MichaelHiller commented 1 month ago

Hmm, 100 GB should be enough. Do all jobs error or only particular ones with very big genes (I think TTN needs more mem).

The other thing that could be an issue, though I don't see it in these messages is the .1 in the transcript ID. TOGA projections are named transcript.gene.chainID The XM*.1 may confuse TOGA. @kirilenkobm I think we check at an early stage whether the transcripts contain a dot? Do we?

lpnunez commented 1 month ago

I do not believe the dot in the transcript name would have an issue. I have issued jobs with the same reference that ran smoothly.

Also, I realized that I switched the order of the reference 2bit and the target 2bit in the toga command (incredibly embarrassing on my end, but it would explain why the scaffold sizes were not matching between the 2bit and chain files). Regarding the jobs where the CESAR jobs have been crashing, could this be part of the issue? The target genomes here have the same scaffold sizes as the reference, so if I had switched the reference and target 2bits it would not get caught.

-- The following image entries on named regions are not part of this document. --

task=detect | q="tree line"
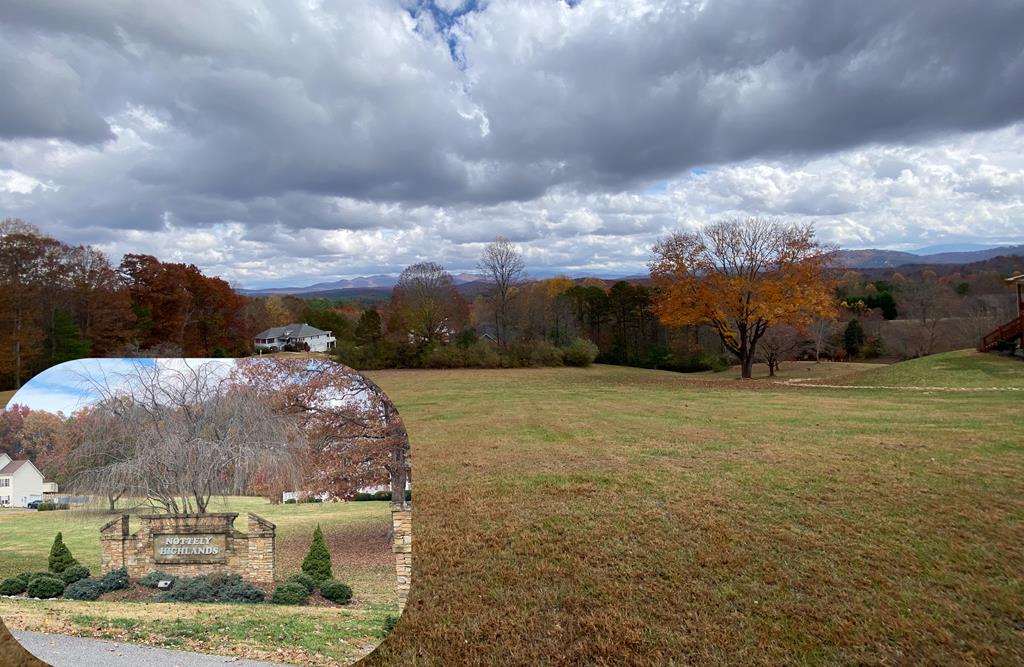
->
[6,218,1024,388]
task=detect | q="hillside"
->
[829,349,1024,389]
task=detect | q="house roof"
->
[256,323,331,338]
[0,459,29,474]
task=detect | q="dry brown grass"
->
[371,367,1024,665]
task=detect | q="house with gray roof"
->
[253,323,337,352]
[0,454,43,507]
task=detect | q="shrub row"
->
[157,574,266,605]
[335,338,598,370]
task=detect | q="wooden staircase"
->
[978,315,1024,352]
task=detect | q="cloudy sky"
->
[0,0,1024,286]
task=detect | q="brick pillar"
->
[99,514,128,572]
[245,512,276,584]
[391,502,413,613]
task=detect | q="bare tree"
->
[70,361,301,514]
[899,270,954,357]
[477,237,526,343]
[759,325,804,377]
[388,261,469,344]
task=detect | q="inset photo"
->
[0,358,413,667]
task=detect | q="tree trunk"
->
[739,352,754,380]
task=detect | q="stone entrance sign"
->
[153,534,227,565]
[99,512,275,584]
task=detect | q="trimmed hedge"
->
[0,577,29,595]
[321,579,352,605]
[26,575,65,599]
[157,574,266,605]
[138,570,178,588]
[60,565,92,584]
[270,581,309,605]
[99,568,128,593]
[287,572,316,594]
[65,577,106,601]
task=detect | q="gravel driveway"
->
[11,630,290,667]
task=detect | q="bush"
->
[138,570,178,588]
[288,572,316,593]
[99,568,128,593]
[60,565,92,584]
[0,577,29,595]
[65,577,106,600]
[49,533,78,574]
[156,573,266,603]
[562,338,598,366]
[26,575,63,599]
[381,614,400,637]
[217,579,266,605]
[270,582,308,605]
[321,579,352,605]
[302,524,331,582]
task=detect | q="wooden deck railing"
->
[978,315,1024,352]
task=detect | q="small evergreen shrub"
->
[381,614,399,637]
[99,568,128,593]
[138,570,178,588]
[26,575,63,599]
[155,573,266,603]
[217,581,266,605]
[60,565,92,584]
[321,579,352,605]
[49,533,78,574]
[65,577,106,600]
[562,338,598,366]
[302,524,331,582]
[270,582,308,605]
[288,572,316,593]
[0,577,29,595]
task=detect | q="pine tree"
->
[302,524,332,583]
[49,533,78,574]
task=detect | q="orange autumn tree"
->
[234,358,412,502]
[650,217,836,378]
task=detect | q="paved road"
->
[11,630,289,667]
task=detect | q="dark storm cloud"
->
[0,0,1024,282]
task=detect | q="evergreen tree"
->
[49,533,78,574]
[302,524,333,583]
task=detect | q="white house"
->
[0,454,43,507]
[253,323,337,352]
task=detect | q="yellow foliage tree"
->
[650,217,836,378]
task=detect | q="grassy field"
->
[0,498,397,665]
[0,352,1024,665]
[370,353,1024,665]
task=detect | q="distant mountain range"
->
[239,244,1024,301]
[239,274,480,296]
[839,245,1024,268]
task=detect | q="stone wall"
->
[99,512,275,584]
[391,502,413,613]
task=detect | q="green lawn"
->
[0,352,1024,665]
[371,357,1024,665]
[838,349,1024,389]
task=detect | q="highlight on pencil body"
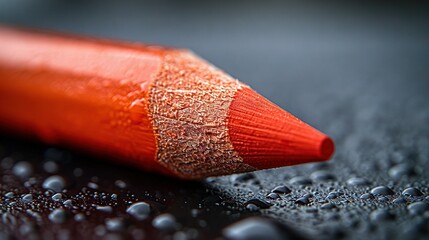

lpnunez commented 1 month ago

I wanted to follow up, now that I have the results from more attempted jobs. So every run that I have attempted have failed with the same error mentioned in my second comment and reprinted here:

/home/lnunez/mendel-nas1/TOGA/CESAR_wrapper.py XM_032237228.1 5 /home/lnunez/mendel-nas1/WGS/TOGA/Dissertation/Nerodia_clarkii/temp/toga_filt_ref_annot.hdf5 /home/lnunez/mendel-nas1/WGS/TOGA/Dissertation/Nerodia_clarkii/temp/genome_alignment.bst /mendel-nas1/lnunez/WGS/Cactus/Outputs/Diss/twobit/Nerodia_clarkii.2bit /mendel-nas1/lnunez/WGS/Cactus/Outputs/Diss/twobit/Thamnophis_elegans.2bit --cesar_binary /home/lnunez/mendel-nas1/TOGA/CESAR2.0/cesar --uhq_flank 50 --temp_dir /home/lnunez/mendel-nas1/WGS/TOGA/Dissertation/Nerodia_clarkii/temp/cesar_temp_files --mask_stops --check_loss --alt_frame_del --memlim 10

CESAR JOB FAILURE   
Traceback (most recent call last):
  File "/home/lnunez/mendel-nas1/TOGA/CESAR_wrapper.py", line 2661, in <module>
    realign_exons(cmd_args)
  File "/home/lnunez/mendel-nas1/TOGA/CESAR_wrapper.py", line 2294, in realign_exons
    exon_coordinates, exon_sequences, s_sites, exon_flanks = get_exons(
  File "/home/lnunez/mendel-nas1/TOGA/CESAR_wrapper.py", line 425, in get_exons
    left_flank = chrom_seq[left_flank_coord[0]: left_flank_coord[1]].upper()
  File "/home/lnunez/mendel-nas1/miniconda3/lib/python3.9/site-packages/twobitreader/__init__.py", line 432, in __getitem__
    return self.get_slice(min_=slice_or_key.start, max_=slice_or_key.stop)
  File "/home/lnunez/mendel-nas1/miniconda3/lib/python3.9/site-packages/twobitreader/__init__.py", line 511, in get_slice
    fourbyte_dna.fromfile(file_handle, blocks_to_read)
ValueError: negative count

Again, the issue seems to lie with the realign_exons() function in the CESAR_wrapper.py script. This same error has repeated in all of my jobs so far and there is no consistency with which transcripts in the genome the jobs fail on. Only 8-12 of the thousands of transcripts seem to be failing, but since it's not consistent across genomes, I can't really go back and remove the problematic transcripts from the inputs.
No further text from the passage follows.